やられたっ! アタシがシンジのことばっかり考えてるの、バレた。
アタシの顔が赤く染まる。そんなアタシの様子を見てシンジはニヤニヤしてるし、ヒカリまで笑ってるし、ひどい!!

「そんなこと言ってると、誕生日祝ってやらないわよっ」

アタシは思いつく限りの最大級の仕返しの言葉を絞り出した。

「ごめん、ごめん。僕の誕生日を祝ってくれるの?」

「そうなの。碇君がご迷惑でなければみんなで碇君のお誕生日パーティーをしたいと思ってるんだけど、どうかしら?」

「みんなで?」

「そう。綾波さんや鈴原や相田君のみんなで」

「あ、ありがとう」

アタシに代わってヒカリが事情を説明してくれている。

「ご迷惑だった?」

「ううん、そんなこと。僕、そういうのしてもらったことないからびっくりして。でもとっても嬉しいよ。ありがとう」

今までの誕生日をシンジはどうやって過ごしてきたんだろう。なんでもない毎日と同じように過ごしてきたのね、きっと。通過すると1つ歳が増える、ただそれだけの、それ以外に意味を持たない普通の日だったのかもしれない。

アタシの誕生日も、特別楽しかった思い出はない。
パパは本当のパパだけどママはパパの再婚相手。アタシは、義理のママにはどうしても心を開けなかった。悪い人じゃなかった。

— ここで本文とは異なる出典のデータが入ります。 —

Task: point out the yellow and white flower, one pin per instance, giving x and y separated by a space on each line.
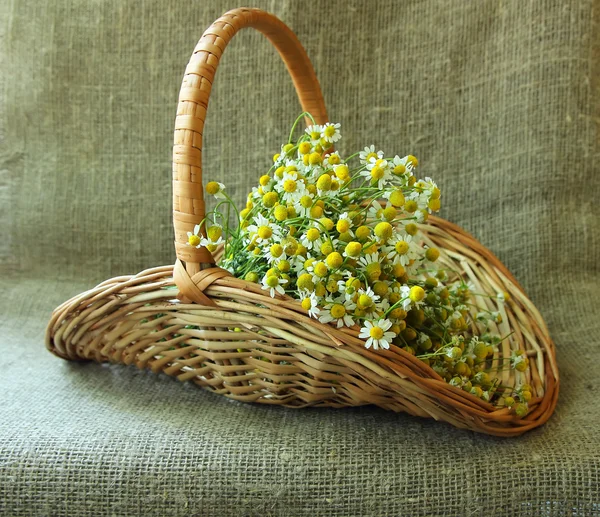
377 334
330 133
273 284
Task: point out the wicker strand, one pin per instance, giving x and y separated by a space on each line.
197 323
188 198
250 347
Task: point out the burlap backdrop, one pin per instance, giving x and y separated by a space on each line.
500 102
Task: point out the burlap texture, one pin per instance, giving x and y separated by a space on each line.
498 99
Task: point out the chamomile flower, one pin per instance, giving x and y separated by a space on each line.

でもやっぱりママじゃない。
そんなアタシにとってそこは決して居心地の良い家ではなかったけど、それでも彼らは毎年必ずアタシの誕生日を祝ってくれた。だから誕生日を祝うという形式は理解している。そこに心がこもっていたかどうかは、別として。

しかしシンジはそれさえも経験していないんだ。
お父さんが傍にいなかったから? ううん、碇司令じゃ傍にいても同じね、きっと。

そんなことを考えていたら、ふいにヒカリに声をかけられた。

「そう、良かった。ね、アスカ」

「そ、そうね」

「じゃ、お料理は私とアスカと綾波さんで作るから、男子は夕方まで外で時間を潰しててね。それまでにはご馳走を作っておうちで待ってるから」

「うん。ありがとう」

シンジの嬉しそうな顔を見たらなんだかアタシも嬉しくなってきた。今日は絶対に楽しい誕生日にしてあげる。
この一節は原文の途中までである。